The prosecution had requested the arrest of all those accused by the Lof Winkul Mapu: Martha Luciana Jaramillo, María Isabel Nahuel, Yéssica Fernanda Bonnefoi, Romina Rosas, Mayra Aylén Tapia, Betiana Ayelén Colhuan, and Joana Micaela Colhuan, “in order to guarantee the holding of the trial hearing.” The argument is that arresting them is necessary to ensure their attendance at the trial. In the words of the order: “it would be necessary to guarantee the defendants’ appearance at the trial, which in this particular case would require ordering their arrests.” However, on September 2, the federal court determined that of all these individuals, “only two warrant arrest, considering that they ‘may flee’: Romina and Luciana.”.

These arrests are occurring within a framework of criminalization against the Mapuche people , and not only because these are bailable offenses. The Lawyers' Association, which is supporting the community in this case, has been denouncing "the application of enemy criminal law": "The only argument is 'to guarantee their presence at the trial,' when all of them, like Gonzalo Coña (arrested a few days ago), were already available to the court. It is impossible to be more malicious and deceitful than these judges and prosecutors. We just finished a hearing and set a date for another. Everything was 'normal' and calm. The prosecutor requested the arrest of all the Mapuche people."

Romina Rosas. Archive photo: Denali DeGraf

"The prosecutor makes any conjecture and requests the arrests of all of them. Since they supposedly cannot find Luciana and Romina at their homes, the judge accepts their release," explains Laura Taffetani, one of the lawyers involved in the case.

The "good" judge only ordered two arrests. Romina Rosas and Luciana Jaramillo will appear in court in custody. "We will leave no stone unturned until we achieve their freedom," the union stated. 

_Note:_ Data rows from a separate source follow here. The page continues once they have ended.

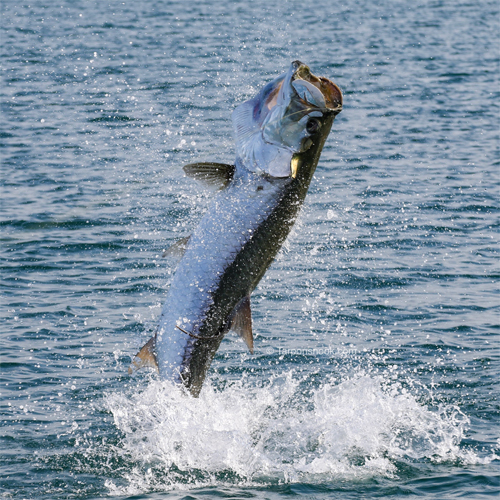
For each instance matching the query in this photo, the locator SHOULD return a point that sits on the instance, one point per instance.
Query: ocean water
(376, 371)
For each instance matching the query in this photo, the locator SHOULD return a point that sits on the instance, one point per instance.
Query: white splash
(353, 428)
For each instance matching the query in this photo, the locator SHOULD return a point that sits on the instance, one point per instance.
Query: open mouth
(329, 95)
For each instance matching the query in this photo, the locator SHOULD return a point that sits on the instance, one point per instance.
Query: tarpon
(279, 137)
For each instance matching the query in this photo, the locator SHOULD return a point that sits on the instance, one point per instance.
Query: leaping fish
(279, 137)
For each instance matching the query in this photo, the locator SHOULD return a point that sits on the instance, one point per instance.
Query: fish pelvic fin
(217, 175)
(240, 321)
(177, 249)
(145, 357)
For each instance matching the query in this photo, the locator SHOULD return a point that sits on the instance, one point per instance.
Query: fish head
(290, 116)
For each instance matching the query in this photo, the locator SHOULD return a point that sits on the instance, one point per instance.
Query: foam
(247, 434)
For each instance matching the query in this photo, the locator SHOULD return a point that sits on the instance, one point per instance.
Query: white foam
(352, 428)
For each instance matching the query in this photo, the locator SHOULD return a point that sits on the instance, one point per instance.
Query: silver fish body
(280, 134)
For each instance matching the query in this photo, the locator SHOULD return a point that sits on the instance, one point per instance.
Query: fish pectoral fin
(213, 174)
(145, 357)
(241, 321)
(177, 249)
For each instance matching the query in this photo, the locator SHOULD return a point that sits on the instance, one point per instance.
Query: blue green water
(376, 371)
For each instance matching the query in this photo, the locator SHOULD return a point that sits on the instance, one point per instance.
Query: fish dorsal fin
(177, 249)
(241, 321)
(213, 174)
(145, 357)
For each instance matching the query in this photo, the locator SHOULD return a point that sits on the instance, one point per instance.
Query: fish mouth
(330, 92)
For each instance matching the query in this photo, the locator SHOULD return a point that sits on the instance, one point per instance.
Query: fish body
(280, 134)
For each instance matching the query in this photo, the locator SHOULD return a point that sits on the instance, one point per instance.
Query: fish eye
(312, 125)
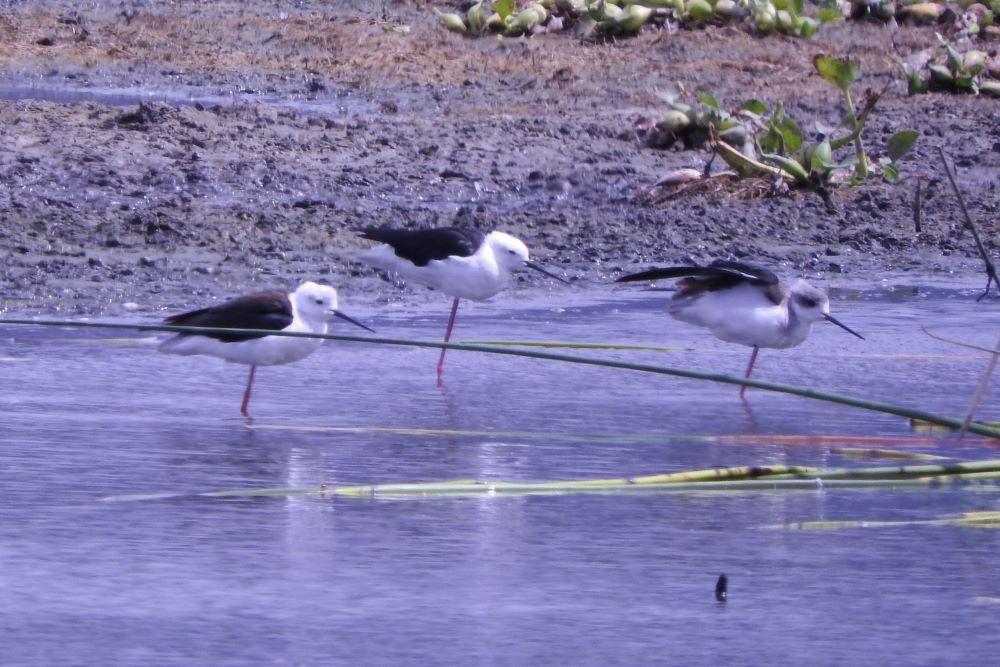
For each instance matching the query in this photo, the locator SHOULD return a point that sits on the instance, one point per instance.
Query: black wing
(720, 274)
(264, 310)
(422, 245)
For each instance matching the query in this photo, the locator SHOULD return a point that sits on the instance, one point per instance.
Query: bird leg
(246, 394)
(753, 358)
(447, 337)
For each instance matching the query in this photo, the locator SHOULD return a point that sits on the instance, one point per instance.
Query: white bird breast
(267, 351)
(743, 315)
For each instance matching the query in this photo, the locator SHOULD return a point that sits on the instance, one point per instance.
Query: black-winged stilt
(744, 303)
(306, 310)
(462, 263)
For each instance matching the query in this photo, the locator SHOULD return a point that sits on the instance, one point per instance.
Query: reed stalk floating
(805, 392)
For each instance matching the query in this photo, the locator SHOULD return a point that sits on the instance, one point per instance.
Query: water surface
(611, 579)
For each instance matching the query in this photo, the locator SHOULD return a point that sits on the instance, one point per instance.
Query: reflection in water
(487, 580)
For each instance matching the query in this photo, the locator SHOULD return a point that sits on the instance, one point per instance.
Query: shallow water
(576, 579)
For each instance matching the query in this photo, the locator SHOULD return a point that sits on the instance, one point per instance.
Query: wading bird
(745, 304)
(462, 263)
(305, 310)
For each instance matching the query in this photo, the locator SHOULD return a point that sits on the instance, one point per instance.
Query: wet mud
(159, 153)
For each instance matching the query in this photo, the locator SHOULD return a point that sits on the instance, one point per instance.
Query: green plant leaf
(841, 72)
(827, 14)
(900, 143)
(708, 100)
(791, 134)
(807, 27)
(754, 106)
(820, 157)
(503, 7)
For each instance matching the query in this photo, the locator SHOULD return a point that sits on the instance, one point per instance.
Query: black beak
(831, 318)
(353, 321)
(536, 267)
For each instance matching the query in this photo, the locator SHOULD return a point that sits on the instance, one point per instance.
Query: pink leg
(753, 358)
(246, 394)
(447, 337)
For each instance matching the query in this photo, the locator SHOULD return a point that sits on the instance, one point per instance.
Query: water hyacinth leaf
(770, 140)
(901, 143)
(820, 157)
(754, 106)
(841, 72)
(791, 134)
(955, 60)
(708, 100)
(699, 10)
(827, 14)
(807, 27)
(823, 129)
(452, 22)
(504, 8)
(789, 166)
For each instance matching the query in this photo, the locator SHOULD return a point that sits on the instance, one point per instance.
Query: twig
(991, 272)
(977, 397)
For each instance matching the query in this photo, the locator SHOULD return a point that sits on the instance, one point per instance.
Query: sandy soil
(313, 119)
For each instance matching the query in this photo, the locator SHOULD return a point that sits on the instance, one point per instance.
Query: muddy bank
(272, 133)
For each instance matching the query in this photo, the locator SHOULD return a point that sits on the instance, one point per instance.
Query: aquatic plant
(756, 139)
(949, 71)
(767, 478)
(615, 18)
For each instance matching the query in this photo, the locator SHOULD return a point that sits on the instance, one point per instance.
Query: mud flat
(153, 153)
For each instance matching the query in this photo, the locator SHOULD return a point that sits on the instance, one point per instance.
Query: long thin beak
(536, 267)
(353, 321)
(831, 318)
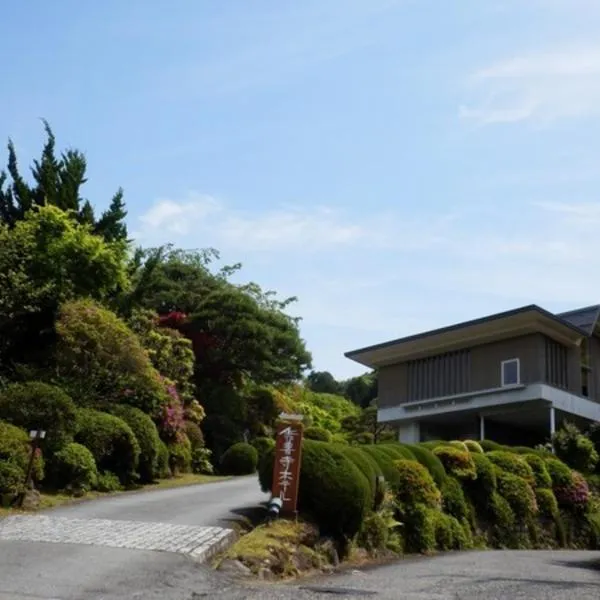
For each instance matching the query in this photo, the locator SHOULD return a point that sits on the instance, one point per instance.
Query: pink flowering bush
(576, 495)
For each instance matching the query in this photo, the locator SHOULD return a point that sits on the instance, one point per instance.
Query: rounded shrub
(194, 433)
(456, 462)
(318, 434)
(518, 493)
(559, 473)
(263, 445)
(473, 446)
(416, 485)
(37, 405)
(453, 499)
(430, 461)
(539, 469)
(239, 459)
(73, 469)
(111, 441)
(180, 454)
(15, 448)
(512, 463)
(146, 434)
(547, 503)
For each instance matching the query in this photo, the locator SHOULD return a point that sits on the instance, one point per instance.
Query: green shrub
(560, 474)
(332, 489)
(430, 461)
(146, 434)
(201, 461)
(512, 463)
(456, 462)
(263, 445)
(318, 434)
(239, 459)
(180, 455)
(473, 446)
(575, 449)
(111, 441)
(518, 493)
(163, 470)
(194, 433)
(416, 485)
(36, 405)
(540, 471)
(15, 448)
(547, 504)
(419, 528)
(453, 499)
(366, 465)
(108, 482)
(73, 469)
(12, 479)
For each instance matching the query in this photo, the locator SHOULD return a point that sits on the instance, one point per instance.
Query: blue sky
(397, 165)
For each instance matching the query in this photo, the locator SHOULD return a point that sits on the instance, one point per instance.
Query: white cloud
(542, 86)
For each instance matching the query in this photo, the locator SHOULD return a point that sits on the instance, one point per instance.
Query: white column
(409, 433)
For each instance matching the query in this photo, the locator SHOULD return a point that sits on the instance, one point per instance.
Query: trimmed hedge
(318, 434)
(239, 459)
(73, 469)
(416, 485)
(111, 441)
(512, 463)
(146, 434)
(37, 405)
(430, 461)
(456, 462)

Less than a month ago, the Court of Cassation overturned the ruling that ratified an agreement reached by a negotiating table comprised of representatives from the State, including the National Secretariat for Human Rights, and a delegation of Mapuche authorities linked to the Lof Winkul Mapu . The agreement included a settlement before the courts to end the legal proceedings that had kept the Mapuche women—including Romina, Luciana, and Betiana—incarcerated and granted them a territory belonging to the National Parks Administration for their relocation.

But the current president of Parks, Cristian Larsen, had been announcing since he took office that he would disregard the agreement and maintains a position of not negotiating, stigmatizing the Mapuche people whenever he can. 

The signed agreement also recognized the rewe (ceremonial space) on the lands from which the Lof Lafken Winku Mapu community had been evicted. But the sacred space remains militarized.